お母さんのCがAになりますように

「おかん。あんた、俺の嫁はんとは、どうしてもうまくいかんかったなあ。でも、嫁はあんたの孫を育てながら、家を守って働いてくれたで」。大阪府の相野正さん(67)は亡き母に語り掛ける▼「実はな、その嫁が今ガンで苦しんどるんや。たのむわ。そいつを追っ払ってくれや。ほんで、もうちょっとだけ長生きさしたってくれや」「今嫁一人でそっち行ったらまたうまくいかんかもしれんやろ。
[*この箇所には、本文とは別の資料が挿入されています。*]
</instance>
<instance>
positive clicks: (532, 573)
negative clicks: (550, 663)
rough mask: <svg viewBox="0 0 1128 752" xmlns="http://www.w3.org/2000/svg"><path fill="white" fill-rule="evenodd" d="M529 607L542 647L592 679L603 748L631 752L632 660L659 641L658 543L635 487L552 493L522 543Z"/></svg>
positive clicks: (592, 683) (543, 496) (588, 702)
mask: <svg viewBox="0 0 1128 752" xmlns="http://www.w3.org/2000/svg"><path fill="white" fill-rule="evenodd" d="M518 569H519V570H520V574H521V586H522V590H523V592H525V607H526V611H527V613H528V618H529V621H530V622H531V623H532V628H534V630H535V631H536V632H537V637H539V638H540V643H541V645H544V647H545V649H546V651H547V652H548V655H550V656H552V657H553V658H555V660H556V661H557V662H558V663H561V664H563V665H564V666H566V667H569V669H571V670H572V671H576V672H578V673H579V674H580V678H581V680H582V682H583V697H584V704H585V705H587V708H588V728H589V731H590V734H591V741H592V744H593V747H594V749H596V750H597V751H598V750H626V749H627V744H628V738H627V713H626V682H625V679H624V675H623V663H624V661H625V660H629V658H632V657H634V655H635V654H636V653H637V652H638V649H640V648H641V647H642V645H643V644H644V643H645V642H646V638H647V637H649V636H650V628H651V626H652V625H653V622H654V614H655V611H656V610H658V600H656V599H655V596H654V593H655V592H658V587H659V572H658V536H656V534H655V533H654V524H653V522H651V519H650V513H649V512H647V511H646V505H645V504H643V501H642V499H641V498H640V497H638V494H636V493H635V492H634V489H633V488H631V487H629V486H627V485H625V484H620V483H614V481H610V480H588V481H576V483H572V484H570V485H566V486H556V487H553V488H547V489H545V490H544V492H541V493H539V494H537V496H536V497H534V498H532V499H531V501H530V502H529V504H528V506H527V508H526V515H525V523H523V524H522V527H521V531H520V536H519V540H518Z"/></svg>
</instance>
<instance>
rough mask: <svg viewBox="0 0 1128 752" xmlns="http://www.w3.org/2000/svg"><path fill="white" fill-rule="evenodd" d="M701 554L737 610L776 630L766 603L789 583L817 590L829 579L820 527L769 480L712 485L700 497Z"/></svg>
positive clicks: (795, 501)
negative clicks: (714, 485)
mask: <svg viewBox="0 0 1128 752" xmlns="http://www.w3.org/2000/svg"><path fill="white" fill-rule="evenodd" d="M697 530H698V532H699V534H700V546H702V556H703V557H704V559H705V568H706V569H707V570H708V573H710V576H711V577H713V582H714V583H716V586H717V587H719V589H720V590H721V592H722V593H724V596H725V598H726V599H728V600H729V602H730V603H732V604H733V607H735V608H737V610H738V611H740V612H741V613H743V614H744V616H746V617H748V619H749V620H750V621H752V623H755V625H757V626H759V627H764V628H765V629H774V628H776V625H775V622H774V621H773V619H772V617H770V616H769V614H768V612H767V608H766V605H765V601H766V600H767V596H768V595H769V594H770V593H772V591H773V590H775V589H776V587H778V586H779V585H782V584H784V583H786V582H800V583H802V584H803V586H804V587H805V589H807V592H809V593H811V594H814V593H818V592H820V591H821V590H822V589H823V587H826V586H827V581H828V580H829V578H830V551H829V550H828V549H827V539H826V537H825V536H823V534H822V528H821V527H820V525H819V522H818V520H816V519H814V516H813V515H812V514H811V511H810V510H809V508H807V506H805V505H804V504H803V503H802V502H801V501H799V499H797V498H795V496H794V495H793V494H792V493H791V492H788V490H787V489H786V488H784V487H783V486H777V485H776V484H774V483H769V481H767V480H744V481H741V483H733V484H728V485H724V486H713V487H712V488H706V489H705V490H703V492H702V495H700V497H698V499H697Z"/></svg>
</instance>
もうちょっと後で、俺が連れて行くまで時間くれや」▼第3回「はがきの名文コンクール」より「わたしの願い」をテーマに母への思いをつづった作品を紹介する▼千葉県の高田寛信さん(10)は、母が受けた健康診断の結果が気掛かりだ。「Cがたくさんあってさ、太りぎみはぼくは気にしないけど、心電図と血えき検さは心配だよ。ぼくのぜんそくはもう平気だから今度はお母さんの病院に行こう」。たった一人のお母さんと「ずっといっしょにいたいよ。だからお母さんのCがAになりますように」▼大人になりたくないのは神奈川県の高橋佳太郎さん(7)。「ぼくがおとなになったら、かあちゃんがおばあちゃんになるからです。そして、しんじゃうからです」「このことをかんがえると、おなかがいたくなります」▼9日は母の日。もう会えない母。離れて暮らす母。そばで見守ってくれる母。お母さんへの気持ちを、きょうは照れずに言葉にしては。